Thaler shares many real-world examples to support his wisdom, including auction bidders and consumers saving money on one product to spend the savings on another.

🔑 Key takeaways:

  • Why people make irrational financial decisions;
  • Economic paradoxes and anomalies, primarily the winner’s curse;
  • Financial markets are inefficient.

This book may reveal essential economic wisdom, but it is slightly challenging for readers with no background in economics. It is a dense book with many mathematical examples that make it ideal for academic readers.


The Art of Contrary Thinking book cover

13. The Art of Contrary Thinking

by Humphrey B. Neill

Do you follow the pack as an investor or choose an oppositional course? The former can be risky, according to the late Humphrey B. Neill.

“When everyone thinks alike, everyone is wrong.”

This pearl of wisdom is one of many this renowned economist discussed in The Art of Contrary Thinking (1976).

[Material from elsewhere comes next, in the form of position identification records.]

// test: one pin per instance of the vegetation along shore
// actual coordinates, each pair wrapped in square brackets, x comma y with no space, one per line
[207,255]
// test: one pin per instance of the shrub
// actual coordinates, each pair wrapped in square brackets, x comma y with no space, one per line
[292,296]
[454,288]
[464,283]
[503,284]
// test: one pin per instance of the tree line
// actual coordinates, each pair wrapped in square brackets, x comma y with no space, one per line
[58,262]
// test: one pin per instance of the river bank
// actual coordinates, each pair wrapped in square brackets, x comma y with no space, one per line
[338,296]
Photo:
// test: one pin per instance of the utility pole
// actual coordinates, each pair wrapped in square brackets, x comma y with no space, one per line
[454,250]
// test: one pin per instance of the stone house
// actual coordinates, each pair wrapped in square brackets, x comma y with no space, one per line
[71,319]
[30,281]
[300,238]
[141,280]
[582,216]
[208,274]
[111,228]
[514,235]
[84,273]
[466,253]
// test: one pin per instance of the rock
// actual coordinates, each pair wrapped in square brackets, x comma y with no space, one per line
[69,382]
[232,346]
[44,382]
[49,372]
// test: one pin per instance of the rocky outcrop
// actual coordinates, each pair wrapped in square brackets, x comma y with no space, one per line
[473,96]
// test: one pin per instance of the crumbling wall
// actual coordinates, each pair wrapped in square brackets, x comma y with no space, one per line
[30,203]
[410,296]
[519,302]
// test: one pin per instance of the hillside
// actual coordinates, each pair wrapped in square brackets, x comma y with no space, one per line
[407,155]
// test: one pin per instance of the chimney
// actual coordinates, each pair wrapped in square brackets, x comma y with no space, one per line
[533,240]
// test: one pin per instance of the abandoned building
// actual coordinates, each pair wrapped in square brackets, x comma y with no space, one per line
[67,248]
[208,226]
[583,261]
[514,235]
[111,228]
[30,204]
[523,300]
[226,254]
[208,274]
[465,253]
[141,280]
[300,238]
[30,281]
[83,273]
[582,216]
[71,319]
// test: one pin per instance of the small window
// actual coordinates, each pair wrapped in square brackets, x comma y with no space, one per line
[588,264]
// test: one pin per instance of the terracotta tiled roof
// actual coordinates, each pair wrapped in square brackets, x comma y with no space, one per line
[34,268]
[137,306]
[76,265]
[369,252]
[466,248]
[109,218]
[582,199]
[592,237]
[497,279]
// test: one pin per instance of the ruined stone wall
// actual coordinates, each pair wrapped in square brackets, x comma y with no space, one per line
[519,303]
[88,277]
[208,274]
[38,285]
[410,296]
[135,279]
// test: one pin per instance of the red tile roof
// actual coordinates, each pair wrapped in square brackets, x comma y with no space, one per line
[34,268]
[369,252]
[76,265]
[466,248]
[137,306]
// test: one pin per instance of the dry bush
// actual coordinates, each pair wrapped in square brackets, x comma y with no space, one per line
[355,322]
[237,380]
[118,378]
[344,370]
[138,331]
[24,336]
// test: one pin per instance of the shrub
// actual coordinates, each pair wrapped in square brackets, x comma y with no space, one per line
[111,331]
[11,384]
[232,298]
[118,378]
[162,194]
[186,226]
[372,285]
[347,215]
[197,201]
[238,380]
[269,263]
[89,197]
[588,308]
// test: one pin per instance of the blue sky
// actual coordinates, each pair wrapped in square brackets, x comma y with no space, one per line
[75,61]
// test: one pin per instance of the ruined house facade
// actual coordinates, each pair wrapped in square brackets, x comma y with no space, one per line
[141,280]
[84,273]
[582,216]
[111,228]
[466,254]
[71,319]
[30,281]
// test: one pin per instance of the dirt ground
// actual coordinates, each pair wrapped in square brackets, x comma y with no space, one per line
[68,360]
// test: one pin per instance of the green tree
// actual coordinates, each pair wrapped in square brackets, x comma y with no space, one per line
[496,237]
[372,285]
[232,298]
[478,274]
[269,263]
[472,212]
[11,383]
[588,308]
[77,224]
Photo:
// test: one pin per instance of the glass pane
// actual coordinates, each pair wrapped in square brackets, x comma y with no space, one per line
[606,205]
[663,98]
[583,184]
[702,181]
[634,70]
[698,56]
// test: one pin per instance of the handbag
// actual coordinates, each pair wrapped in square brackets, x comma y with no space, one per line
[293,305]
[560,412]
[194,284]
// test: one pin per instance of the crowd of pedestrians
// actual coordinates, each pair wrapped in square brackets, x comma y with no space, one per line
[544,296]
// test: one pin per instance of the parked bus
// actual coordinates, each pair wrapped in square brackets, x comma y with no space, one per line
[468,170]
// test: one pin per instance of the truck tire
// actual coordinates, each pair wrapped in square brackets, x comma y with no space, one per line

He explained the effects of herd mentality on investment decisions and financial markets and proposed a different thinking philosophy he applied when doing business or investing.

Contrary thinking can help investors capture the growing value from others following in their footsteps. It can also help forecast market shifts and prevent financial losses.

🔑 Key takeaways:

  • The herd is usually wrong;
  • Contrary thinking can help you stay on the right track;
  • An oppositional strategy can help you prevent or minimize losses.

This book gives you a formula for thinking like a successful investor, making better decisions, leveraging value, understanding how people behave, and generating accurate forecasts. It is still a relevant read after nearly half a century. 

✍️ About the author: Humphrey B. Neill was an economist, investment thinker, and World War I lieutenant. He dedicated his life to analyzing and writing about the folly of herd mentality and its effects on investment decisions. Always encouraging people to question the consensus and providing mountains of evidence, he earned the title “father of contrary opinion” from Life magazine.


Conclusion

These behavioral finance books deserve a spot on every financially focused bookshelf, from investors and asset managers to individuals seeking personal finance advice.

Their wisdom and real-world examples can be valuable tools for profitable investments and better economic decisions devoid of emotions and biases.